Our daughter K1 is apotropaically named Holden. It's a family name in my wife's family, and when she fell pregnant we had it on our list for a bopy, but when we found out it was a girl we decided we liked it anyway.

Our only taboo for naming was that it not be on the Social Security top 100 names list, preferably a good stretch below. K2, a boy, is named Jasper.

So now I'm thinking "Apotropaic Johnson" would be a great name for our second.
"Lil' Apo" has a nice ring to it, no?

I'm still mad we had three girls so I was not able to use my choice Kenesaw Mountain Landis Sullivan.

Interesting you bring up Ashley because I think it leads to the largest taboo. Naming boys "girls" names.
Lynn is a name that was almost in the top 100 for boys in the 1940s. In 1986 it left the top 1000 completely.
Leslie left in 1997.
Marion pops back in at the very bottom periodically (I'm assuming only because John Wayne is very manly).

Micah, it's pronounced "ah-SWEE-pay."

Not only is it fine for Sephardic Jews to name their kids after living relatives, you can really irk the grandparents if you FAIL to do so!

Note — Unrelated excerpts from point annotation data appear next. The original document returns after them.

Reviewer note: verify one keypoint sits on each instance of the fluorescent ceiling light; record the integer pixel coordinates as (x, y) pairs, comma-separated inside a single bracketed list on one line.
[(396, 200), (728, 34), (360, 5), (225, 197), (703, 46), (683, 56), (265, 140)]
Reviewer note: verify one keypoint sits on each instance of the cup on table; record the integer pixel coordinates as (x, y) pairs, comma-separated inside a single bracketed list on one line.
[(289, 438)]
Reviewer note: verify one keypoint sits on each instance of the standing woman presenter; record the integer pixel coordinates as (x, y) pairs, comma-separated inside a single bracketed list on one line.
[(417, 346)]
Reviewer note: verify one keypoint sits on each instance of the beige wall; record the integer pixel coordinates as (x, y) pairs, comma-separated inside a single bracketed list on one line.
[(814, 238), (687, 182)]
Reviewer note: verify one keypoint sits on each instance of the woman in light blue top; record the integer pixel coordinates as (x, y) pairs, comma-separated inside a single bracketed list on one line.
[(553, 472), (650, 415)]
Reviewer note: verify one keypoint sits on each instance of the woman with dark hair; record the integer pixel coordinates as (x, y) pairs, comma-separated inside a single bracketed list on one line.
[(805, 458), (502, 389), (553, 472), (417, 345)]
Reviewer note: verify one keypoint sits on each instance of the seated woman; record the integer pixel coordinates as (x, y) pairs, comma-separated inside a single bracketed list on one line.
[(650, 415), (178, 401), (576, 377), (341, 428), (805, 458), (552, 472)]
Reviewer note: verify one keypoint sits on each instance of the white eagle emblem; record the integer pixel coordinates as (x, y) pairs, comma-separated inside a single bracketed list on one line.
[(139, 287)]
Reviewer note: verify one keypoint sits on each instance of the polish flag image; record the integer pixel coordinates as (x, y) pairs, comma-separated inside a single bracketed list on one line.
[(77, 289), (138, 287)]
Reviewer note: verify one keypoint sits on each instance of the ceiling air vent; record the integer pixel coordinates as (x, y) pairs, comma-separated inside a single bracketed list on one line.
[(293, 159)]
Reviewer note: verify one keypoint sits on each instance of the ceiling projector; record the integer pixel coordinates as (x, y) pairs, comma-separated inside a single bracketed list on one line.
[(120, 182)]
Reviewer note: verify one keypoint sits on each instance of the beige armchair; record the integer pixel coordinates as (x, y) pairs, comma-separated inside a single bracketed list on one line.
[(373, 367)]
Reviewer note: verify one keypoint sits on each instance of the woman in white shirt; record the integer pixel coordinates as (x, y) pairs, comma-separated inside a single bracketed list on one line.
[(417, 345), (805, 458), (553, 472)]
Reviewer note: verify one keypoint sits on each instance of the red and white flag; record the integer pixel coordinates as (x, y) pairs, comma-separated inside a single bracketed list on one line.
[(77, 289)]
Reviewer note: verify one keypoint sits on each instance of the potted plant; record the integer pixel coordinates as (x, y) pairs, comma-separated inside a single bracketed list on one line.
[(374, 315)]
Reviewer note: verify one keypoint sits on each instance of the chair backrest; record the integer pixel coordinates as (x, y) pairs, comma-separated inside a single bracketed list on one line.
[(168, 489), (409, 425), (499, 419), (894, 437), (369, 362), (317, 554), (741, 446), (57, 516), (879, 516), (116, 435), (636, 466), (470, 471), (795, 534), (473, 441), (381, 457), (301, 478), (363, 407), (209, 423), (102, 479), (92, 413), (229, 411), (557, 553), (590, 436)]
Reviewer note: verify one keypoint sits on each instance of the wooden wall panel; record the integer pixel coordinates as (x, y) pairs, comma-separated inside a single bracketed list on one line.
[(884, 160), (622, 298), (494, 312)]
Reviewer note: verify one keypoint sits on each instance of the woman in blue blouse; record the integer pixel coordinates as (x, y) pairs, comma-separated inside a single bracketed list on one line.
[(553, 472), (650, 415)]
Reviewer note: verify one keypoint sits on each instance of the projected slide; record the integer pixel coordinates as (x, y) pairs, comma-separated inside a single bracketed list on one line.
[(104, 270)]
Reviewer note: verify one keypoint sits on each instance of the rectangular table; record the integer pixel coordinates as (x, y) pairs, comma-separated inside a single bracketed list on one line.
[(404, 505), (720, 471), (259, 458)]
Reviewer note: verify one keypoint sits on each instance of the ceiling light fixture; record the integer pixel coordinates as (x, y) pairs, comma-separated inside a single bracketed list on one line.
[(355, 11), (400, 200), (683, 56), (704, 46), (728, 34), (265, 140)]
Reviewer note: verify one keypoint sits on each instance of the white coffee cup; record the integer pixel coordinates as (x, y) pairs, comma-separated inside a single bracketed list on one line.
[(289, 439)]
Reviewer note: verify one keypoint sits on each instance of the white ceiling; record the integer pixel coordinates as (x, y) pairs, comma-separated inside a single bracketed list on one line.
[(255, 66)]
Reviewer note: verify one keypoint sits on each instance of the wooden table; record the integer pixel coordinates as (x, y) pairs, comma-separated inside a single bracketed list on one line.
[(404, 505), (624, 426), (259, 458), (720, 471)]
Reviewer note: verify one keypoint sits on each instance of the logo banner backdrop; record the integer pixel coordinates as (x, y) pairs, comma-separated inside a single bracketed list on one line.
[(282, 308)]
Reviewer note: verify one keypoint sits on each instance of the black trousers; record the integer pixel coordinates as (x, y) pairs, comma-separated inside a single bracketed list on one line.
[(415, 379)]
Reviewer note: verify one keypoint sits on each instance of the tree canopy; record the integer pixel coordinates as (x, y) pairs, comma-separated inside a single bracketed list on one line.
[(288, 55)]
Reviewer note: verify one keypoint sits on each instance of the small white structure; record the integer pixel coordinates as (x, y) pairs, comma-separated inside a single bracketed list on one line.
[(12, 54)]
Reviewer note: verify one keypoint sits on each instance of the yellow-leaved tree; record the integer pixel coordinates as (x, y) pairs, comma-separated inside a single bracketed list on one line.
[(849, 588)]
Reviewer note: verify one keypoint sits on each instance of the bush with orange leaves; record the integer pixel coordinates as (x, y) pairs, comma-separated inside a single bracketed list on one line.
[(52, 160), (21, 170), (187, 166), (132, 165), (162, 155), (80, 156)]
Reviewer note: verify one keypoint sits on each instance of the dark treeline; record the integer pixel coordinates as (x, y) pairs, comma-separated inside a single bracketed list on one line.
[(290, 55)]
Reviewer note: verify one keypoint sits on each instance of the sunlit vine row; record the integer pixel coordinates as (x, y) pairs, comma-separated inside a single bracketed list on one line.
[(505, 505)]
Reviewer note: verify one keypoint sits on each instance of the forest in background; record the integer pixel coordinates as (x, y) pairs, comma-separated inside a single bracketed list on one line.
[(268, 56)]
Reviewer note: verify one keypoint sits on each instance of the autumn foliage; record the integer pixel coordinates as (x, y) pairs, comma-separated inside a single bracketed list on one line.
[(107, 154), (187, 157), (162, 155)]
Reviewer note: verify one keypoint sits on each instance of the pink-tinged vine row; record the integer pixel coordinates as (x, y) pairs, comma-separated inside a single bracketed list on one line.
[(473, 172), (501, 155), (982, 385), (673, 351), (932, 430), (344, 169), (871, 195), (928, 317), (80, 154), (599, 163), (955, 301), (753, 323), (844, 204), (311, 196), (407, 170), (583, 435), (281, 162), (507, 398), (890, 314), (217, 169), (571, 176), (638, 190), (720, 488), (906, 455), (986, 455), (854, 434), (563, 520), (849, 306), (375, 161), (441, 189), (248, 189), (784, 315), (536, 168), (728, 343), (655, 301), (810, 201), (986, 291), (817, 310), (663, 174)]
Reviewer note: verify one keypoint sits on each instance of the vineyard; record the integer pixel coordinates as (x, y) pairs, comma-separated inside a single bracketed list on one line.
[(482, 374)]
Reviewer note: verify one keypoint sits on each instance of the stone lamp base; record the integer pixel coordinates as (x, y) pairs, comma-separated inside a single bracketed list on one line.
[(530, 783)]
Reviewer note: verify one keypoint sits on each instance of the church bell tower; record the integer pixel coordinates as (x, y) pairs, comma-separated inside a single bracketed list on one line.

There was an interesting piece in Time magazine (I KNOW) on banned baby names in Iran a few years ago...ah, here: http://www.time.com/time/world/article/0,8599,1540450,00.html

Christopher,

Mercedes the car was named after a girl, it is a Spanish name for the Virgin Mary.

whoops, I accidentally deleted it, but above, I meant to mention my HS friend's dad, who always answered the phone, "This is Lynn."